И действительно, если и есть слово, которое лучше всего характеризует Бонапарта в период его восхождения к власти и его величия, это – авантюризм. Он был воплощением оппортунизма. Мало кто из успешных деятелей был настолько свободен от бремени идеологии. Ему был совершенно чужд патриотизм, потому что у него не было родины. Путь на Корсику ему был заказан. Франция была для него не более чем местом прохождения службы и источником власти. Он был лишен классовых чувств, так как, хотя по закону и принадлежал к аристократии, но не имел ни земель, ни денег, ни титулов. Существовавшую систему привилегий он считал насквозь фальшивой и, что более важно, нелепой и абсолютно неэффективной. Но Бонапарт не питал ненависти к королям или аристократам как таковым. Не верил он и в демократию или выборную власть.
К народу он относился несколько отстраненно: при правильном руководстве люди способны вершить великие дела, без разумного руководства народ превращается в опасную толпу. Бонапарту нравилось туманное и абстрактное понятие «всеобщей воли», предлагающее правящей элите, которая хорошо знала свое дело, возможность, не рискуя, скатиться к демократии, объединить народ в одной упряжке для достижения общенациональной цели. На практике элита всегда формировала пирамиду с одним человеком на вершине. Именно его воля выражает всеобщую волю (антидемократическое понятие, в котором волю нации выражает один человек, а не всеобщее голосование) и придает ей решимость – основу для действий. Для государства конституция так же важна, как оформление витрины для магазина. Но воля – это тот товар, который нужно было продать нации, а продав, – навязать. Если это была идеология, то идеология оппортуниста, который мог приспособиться к любой фазе революционной эволюции, по мере их смены, пока не пробьет его час. Тут пора было вмешаться звездам. А у звезд нет идеологии – только действие.

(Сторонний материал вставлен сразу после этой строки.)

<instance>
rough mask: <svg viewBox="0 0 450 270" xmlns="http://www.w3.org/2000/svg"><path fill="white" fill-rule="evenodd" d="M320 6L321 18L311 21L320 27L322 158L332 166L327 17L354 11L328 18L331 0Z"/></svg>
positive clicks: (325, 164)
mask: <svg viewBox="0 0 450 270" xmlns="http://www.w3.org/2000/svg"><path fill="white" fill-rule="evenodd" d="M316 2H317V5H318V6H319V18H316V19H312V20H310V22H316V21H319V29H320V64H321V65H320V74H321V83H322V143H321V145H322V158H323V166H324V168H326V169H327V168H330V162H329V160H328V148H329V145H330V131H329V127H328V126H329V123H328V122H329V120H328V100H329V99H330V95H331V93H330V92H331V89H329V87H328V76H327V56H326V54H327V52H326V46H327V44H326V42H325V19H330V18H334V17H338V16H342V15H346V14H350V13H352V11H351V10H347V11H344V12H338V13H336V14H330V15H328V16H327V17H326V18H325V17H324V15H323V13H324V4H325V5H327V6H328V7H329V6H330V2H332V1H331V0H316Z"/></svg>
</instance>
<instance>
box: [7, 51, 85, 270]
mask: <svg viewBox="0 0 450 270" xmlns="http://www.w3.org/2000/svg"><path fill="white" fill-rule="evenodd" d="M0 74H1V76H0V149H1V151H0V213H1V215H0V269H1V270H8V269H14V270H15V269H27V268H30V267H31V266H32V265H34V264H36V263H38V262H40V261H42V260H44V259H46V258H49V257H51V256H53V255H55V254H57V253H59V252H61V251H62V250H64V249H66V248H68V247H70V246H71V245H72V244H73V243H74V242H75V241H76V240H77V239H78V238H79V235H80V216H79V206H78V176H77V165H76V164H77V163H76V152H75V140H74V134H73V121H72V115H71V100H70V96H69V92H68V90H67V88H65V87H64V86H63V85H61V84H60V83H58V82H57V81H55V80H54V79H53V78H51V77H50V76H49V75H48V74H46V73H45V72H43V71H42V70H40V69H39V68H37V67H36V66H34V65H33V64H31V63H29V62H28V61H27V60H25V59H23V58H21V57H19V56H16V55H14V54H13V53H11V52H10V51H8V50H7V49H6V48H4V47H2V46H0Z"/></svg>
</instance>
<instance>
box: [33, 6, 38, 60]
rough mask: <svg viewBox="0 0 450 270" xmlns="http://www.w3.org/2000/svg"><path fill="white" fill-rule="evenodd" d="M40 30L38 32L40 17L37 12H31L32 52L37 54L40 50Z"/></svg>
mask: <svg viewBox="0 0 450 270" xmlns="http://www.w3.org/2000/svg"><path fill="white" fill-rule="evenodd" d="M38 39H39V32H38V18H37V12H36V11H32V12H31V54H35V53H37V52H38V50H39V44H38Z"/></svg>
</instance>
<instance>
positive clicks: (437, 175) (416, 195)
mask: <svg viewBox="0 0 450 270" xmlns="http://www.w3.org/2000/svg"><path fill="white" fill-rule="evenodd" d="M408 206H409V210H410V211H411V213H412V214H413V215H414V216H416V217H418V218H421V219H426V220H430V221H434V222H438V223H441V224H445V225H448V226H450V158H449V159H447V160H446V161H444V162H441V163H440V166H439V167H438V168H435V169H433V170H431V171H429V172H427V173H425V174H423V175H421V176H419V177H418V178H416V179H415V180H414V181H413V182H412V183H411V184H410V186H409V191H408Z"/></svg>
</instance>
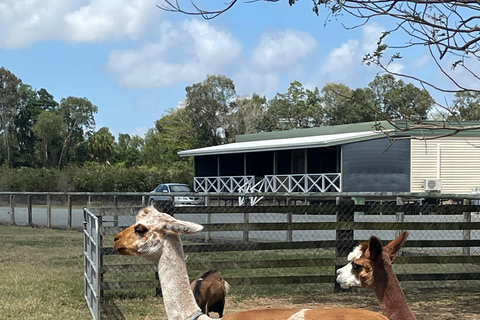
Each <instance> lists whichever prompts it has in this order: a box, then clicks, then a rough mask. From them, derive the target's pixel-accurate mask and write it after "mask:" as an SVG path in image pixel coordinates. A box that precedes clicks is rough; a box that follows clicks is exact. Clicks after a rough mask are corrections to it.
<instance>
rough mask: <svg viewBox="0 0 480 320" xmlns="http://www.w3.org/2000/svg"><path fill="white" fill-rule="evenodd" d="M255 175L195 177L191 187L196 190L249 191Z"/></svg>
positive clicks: (203, 191) (254, 182)
mask: <svg viewBox="0 0 480 320" xmlns="http://www.w3.org/2000/svg"><path fill="white" fill-rule="evenodd" d="M254 183H255V176H221V177H195V178H194V180H193V188H194V189H195V191H196V192H207V193H212V192H213V193H222V192H227V193H239V192H250V191H249V190H250V188H251V187H252V186H253V185H254Z"/></svg>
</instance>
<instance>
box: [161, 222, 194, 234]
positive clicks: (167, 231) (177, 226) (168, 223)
mask: <svg viewBox="0 0 480 320" xmlns="http://www.w3.org/2000/svg"><path fill="white" fill-rule="evenodd" d="M163 228H164V229H165V230H167V232H172V233H179V234H192V233H197V232H200V231H202V230H203V226H202V225H199V224H197V223H194V222H189V221H182V220H176V221H171V222H168V223H167V224H165V225H164V226H163Z"/></svg>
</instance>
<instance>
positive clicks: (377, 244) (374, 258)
mask: <svg viewBox="0 0 480 320" xmlns="http://www.w3.org/2000/svg"><path fill="white" fill-rule="evenodd" d="M368 249H369V251H370V260H377V259H378V258H379V257H381V256H382V251H383V246H382V242H381V241H380V239H378V238H377V237H375V236H372V237H370V241H369V242H368Z"/></svg>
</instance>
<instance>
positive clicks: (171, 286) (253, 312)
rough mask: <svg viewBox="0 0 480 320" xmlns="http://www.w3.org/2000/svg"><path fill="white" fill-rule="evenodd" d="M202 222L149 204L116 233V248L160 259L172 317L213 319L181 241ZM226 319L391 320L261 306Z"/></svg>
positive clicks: (165, 299) (161, 278) (295, 309)
mask: <svg viewBox="0 0 480 320" xmlns="http://www.w3.org/2000/svg"><path fill="white" fill-rule="evenodd" d="M202 229H203V227H202V226H201V225H199V224H196V223H193V222H189V221H182V220H177V219H175V218H174V217H172V216H170V215H168V214H166V213H162V212H158V211H157V210H156V209H155V208H154V207H146V208H144V209H142V210H140V211H139V213H138V214H137V222H136V223H135V224H134V225H132V226H130V227H128V228H127V229H125V230H124V231H122V232H120V233H119V234H117V235H116V236H115V244H114V248H115V250H118V252H119V253H121V254H125V255H139V256H142V257H144V258H146V259H148V260H150V261H156V262H158V277H159V279H160V285H161V287H162V293H163V303H164V305H165V311H166V313H167V318H168V319H169V320H186V319H187V320H210V319H212V318H210V317H209V316H207V315H206V314H204V313H203V312H202V311H201V310H200V308H199V307H198V305H197V303H196V302H195V298H194V296H193V293H192V290H191V287H190V283H189V279H188V274H187V267H186V265H185V257H184V252H183V247H182V242H181V240H180V235H181V234H192V233H196V232H200V231H202ZM222 319H223V320H340V319H341V320H388V319H387V318H386V317H384V316H383V315H382V314H380V313H377V312H372V311H368V310H360V309H344V308H322V309H301V308H292V309H259V310H250V311H243V312H239V313H234V314H228V315H226V316H224V317H223V318H222Z"/></svg>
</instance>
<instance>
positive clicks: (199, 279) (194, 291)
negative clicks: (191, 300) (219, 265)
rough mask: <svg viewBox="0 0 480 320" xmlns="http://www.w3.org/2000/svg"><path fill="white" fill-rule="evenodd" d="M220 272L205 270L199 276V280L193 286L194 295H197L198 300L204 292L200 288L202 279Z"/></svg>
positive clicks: (216, 270)
mask: <svg viewBox="0 0 480 320" xmlns="http://www.w3.org/2000/svg"><path fill="white" fill-rule="evenodd" d="M216 272H218V271H217V270H208V271H205V272H204V273H203V274H201V275H200V276H198V277H197V280H198V281H196V282H195V286H194V287H193V290H192V291H193V295H194V297H195V300H196V301H197V302H198V299H199V298H200V296H201V295H202V292H201V290H200V287H201V285H202V280H204V279H205V278H207V277H208V276H209V275H212V274H214V273H216Z"/></svg>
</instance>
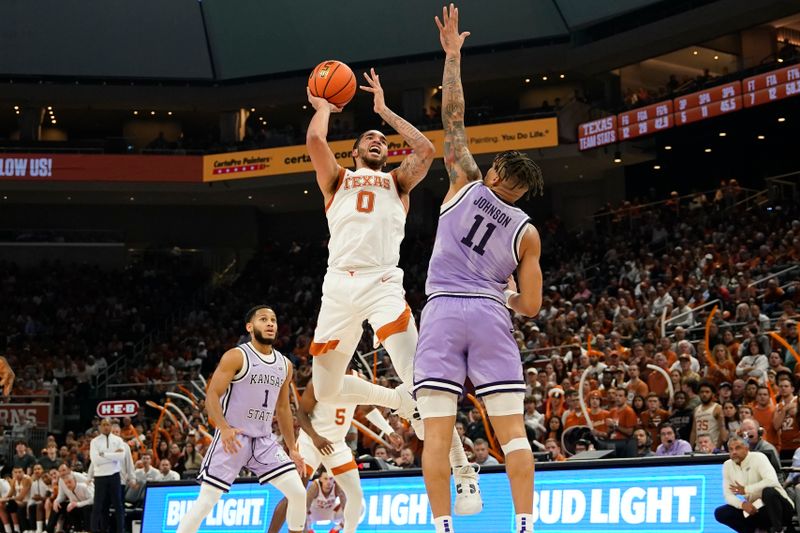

Бонапарт верил не в революцию, а в перемены, наверно, правильнее будет назвать это ускорением эволюционного развития. Он хотел, чтобы все работало лучше, точнее и к тому же быстрее. В Англии он стал бы убежденным утилитаристом[4], в Соединенных Штатах – федералистом, последователем Александра Гамильтона, в Австрии он бы во всем поддерживал Иосифа II, представлявшего собой архетип просвещенного деспота. В 1780-х годах Европа, подгоняемая принятием конституции в Америке и автократическими реформами на собственной территории, полностью созрела для перемен. Их жаждали все – и никто им не противился. Например, в Дании в 1780-х годах проводились пенитенциарные и законодательные реформы, были упразднены феодальные трудовые повинности, запрещена работорговля, отменены устаревшие пошлины, появилась свободная торговля – и все это без всяких толп на улицах, без единого бунта, без политических казней. Гораздо осторожнее проводились реформы в Нидерландах и в некоторых частях Германии. Если бы Людовик XVI был более энергичным и решительным, Франция могла бы пойти по тому же пути. Среди аристократов было множество прогрессивных реформаторов. Королевский бюрократический аппарат нуждался в усовершенствовании. В каждом министерстве составлялись огромные досье необходимых изменений и планов их реализации. Большую их часть позже осуществили революционеры, которые не преминули приписать себе и авторство этих планов. Не хватало только одного – решительного импульса сверху. Но в отличие от Дании, Франция, с ее статусом великой державы (французы даже сами себя называли «великой нацией»), во второй половине восемнадцатого века считала своей обязанностью ввязываться в разорительные и все более безуспешные войны, чтобы поддержать свой исторический имидж главной передовой страны Европы. Восьмидесятые годы восемнадцатого века были годами борьбы с банкротством, ведущим к финансовым фальсификациям, несправедливым грабительским налогам, судебному беспределу, и в конце концов к тому, что в 1789 году впервые за двести лет были созваны Генеральные штаты[5]. После этого процесс перемен вышел из-под контроля.